# Praline feuilletine insert without praline?



## toshibaaa (Nov 8, 2012)

Is there a possibility of praline feuilletine insert without the praline in it? 

I'm assumed that taking out the praline reduce the flexibility of the inserts and make it harder to cut since it just chocolate and feuilletine... Maybe a substitute for praline paste, a non-nuts item would be good


----------



## foodpump (Oct 10, 2005)

You need something that doesn't have any moisture in it, or the paillete feullitine will get soggy.  Nut butters are ideal, but you can substitute a butter ganache as well.


----------



## toshibaaa (Nov 8, 2012)

Never thought of that... My usual recipe for the inserts 

90g nut/praline paste
50g patillete feullitine
22g milk chocolate
10g butter

Butter ganache is like 2 part chocolate and 1 part butter? Maybe add 60g chocolate and 30g butter to replace the paste?


----------



## foodpump (Oct 10, 2005)

Should work, but the shelf life won't be as long--butter is still 18% water, and the feuillitine will eventually sog up.

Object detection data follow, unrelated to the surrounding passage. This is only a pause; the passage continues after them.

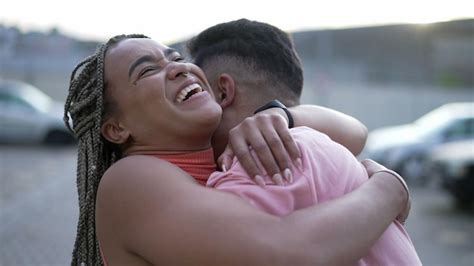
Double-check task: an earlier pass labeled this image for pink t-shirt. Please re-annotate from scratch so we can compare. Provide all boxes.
[206,127,421,265]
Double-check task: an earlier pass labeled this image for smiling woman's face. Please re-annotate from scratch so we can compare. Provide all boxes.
[101,39,222,153]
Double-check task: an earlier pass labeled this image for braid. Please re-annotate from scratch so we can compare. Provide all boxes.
[64,34,148,265]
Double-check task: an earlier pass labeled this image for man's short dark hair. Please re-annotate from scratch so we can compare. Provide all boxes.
[187,19,303,102]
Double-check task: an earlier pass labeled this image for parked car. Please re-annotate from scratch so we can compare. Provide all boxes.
[425,139,474,207]
[0,80,75,144]
[363,102,474,182]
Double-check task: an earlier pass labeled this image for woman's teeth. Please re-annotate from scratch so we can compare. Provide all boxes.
[176,83,202,103]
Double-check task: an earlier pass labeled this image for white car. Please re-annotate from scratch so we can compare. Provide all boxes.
[363,102,474,181]
[0,80,75,144]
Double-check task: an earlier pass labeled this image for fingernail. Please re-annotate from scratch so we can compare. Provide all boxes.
[283,168,293,183]
[273,174,284,186]
[255,175,265,188]
[295,158,303,171]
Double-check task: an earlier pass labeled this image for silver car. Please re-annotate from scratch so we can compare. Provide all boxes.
[0,80,75,144]
[363,102,474,185]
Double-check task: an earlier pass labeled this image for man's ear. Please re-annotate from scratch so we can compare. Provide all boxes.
[216,73,236,108]
[100,118,130,144]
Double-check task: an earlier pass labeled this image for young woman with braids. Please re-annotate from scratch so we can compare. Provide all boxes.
[65,35,407,265]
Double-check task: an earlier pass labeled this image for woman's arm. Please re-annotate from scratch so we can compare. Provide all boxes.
[97,156,407,265]
[217,105,367,181]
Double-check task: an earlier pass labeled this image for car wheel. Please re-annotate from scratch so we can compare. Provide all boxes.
[44,130,75,145]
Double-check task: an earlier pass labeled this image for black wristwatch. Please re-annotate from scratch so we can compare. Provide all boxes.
[253,100,294,128]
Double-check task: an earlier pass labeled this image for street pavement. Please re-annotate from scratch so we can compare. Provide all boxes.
[0,146,474,266]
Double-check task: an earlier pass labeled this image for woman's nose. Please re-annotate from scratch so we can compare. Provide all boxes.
[168,62,190,79]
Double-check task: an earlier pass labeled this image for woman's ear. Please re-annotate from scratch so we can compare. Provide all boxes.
[216,73,236,108]
[100,118,130,144]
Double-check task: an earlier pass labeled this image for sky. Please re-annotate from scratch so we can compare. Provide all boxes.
[0,0,474,43]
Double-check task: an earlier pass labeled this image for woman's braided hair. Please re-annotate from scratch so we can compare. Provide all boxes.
[64,34,148,265]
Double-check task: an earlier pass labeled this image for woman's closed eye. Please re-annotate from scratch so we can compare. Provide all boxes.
[173,55,186,63]
[138,66,156,77]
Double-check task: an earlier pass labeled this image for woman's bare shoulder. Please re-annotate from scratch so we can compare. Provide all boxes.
[98,155,195,203]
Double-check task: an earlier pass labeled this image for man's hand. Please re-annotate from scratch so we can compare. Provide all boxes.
[217,108,301,186]
[361,159,411,224]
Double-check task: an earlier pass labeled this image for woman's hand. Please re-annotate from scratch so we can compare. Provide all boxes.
[217,108,301,186]
[361,159,411,224]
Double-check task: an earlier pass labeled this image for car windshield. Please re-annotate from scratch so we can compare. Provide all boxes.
[414,103,469,138]
[5,83,52,112]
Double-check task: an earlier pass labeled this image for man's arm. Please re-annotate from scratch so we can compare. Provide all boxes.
[97,156,407,265]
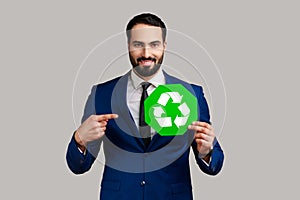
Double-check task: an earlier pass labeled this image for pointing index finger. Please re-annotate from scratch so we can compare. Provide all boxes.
[192,121,211,129]
[96,114,119,122]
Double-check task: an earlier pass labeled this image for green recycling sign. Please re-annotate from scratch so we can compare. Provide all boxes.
[144,84,198,136]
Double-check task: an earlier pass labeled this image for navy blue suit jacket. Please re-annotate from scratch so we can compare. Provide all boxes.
[66,72,224,200]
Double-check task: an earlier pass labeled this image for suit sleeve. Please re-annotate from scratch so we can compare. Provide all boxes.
[66,86,101,174]
[192,85,224,175]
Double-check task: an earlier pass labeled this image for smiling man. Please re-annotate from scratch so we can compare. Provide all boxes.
[66,13,224,200]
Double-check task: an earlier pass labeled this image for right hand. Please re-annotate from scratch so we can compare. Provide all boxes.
[75,114,118,150]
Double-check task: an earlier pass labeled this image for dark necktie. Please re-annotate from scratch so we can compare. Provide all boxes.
[139,82,151,147]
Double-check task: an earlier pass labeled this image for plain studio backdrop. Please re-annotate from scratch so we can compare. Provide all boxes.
[0,0,300,200]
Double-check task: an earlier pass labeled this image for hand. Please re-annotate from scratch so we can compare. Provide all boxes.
[75,114,118,151]
[188,121,215,155]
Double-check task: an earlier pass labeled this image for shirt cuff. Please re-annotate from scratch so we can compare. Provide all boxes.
[77,147,86,156]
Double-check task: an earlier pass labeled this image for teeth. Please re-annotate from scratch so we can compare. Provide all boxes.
[141,60,152,65]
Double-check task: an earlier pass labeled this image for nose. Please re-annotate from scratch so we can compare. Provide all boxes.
[143,46,151,58]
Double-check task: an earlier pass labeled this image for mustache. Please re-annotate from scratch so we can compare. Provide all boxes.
[137,57,156,62]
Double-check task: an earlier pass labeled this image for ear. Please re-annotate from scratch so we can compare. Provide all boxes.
[163,41,167,50]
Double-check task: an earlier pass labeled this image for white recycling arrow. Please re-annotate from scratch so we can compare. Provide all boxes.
[174,115,189,128]
[157,92,182,106]
[156,117,172,127]
[167,92,183,103]
[153,106,165,117]
[157,93,170,106]
[178,102,190,116]
[153,92,190,128]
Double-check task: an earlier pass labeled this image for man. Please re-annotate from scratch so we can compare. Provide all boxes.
[66,13,224,200]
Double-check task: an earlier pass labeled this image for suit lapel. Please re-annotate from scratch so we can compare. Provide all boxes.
[112,71,145,150]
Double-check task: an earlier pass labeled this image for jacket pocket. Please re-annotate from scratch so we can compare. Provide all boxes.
[171,183,192,194]
[101,181,121,191]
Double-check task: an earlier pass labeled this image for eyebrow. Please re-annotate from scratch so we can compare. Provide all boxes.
[132,40,161,44]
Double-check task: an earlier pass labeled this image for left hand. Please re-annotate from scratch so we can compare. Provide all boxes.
[188,121,216,154]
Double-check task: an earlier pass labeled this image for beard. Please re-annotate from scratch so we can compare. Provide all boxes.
[129,53,164,77]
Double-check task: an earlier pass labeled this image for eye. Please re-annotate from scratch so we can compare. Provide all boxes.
[133,42,143,48]
[151,42,160,48]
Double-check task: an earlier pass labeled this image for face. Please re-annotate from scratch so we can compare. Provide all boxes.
[128,24,166,80]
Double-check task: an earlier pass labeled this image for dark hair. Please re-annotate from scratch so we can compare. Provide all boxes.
[126,13,167,42]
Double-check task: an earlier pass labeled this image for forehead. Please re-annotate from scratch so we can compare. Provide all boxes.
[130,24,162,43]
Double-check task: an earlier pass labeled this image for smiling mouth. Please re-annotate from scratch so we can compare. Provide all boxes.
[137,58,156,66]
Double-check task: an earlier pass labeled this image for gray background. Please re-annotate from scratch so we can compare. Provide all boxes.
[0,0,300,199]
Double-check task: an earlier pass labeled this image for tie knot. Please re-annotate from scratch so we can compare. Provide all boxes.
[141,82,151,91]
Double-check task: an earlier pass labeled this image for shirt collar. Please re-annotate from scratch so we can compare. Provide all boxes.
[130,68,166,89]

You can use clarified butter for the shelf life, and add in about 10% corn syrup or honey for flexibiity


----------



## shape shifter (Sep 16, 2004)

You can use Biscoff spread in place of the praline. It's not available from major vendors like Sysco or US Foods so you'll have to go to biscoff.com to find a grocery store near you that carries it and it's usually in the peanut butter section. It's made from ground up Biscoff cinnamon cookies, contains no nuts and tastes amazing. You'll have to reduce or eliminate the amount of chocolate in your recipe because the biscoff sets up just fine without it. Just warm it in the microwave to melt and mix with the feuilletine. You will not be disappointed with this.


----------



## laurenlulu (Sep 9, 2012)

Biscoff spread is delicious! Our local Big Lots carries it for 3 bucks a jar, I think.


----------



## toshibaaa (Nov 8, 2012)

Oh nice... Thanks for the suggestion


----------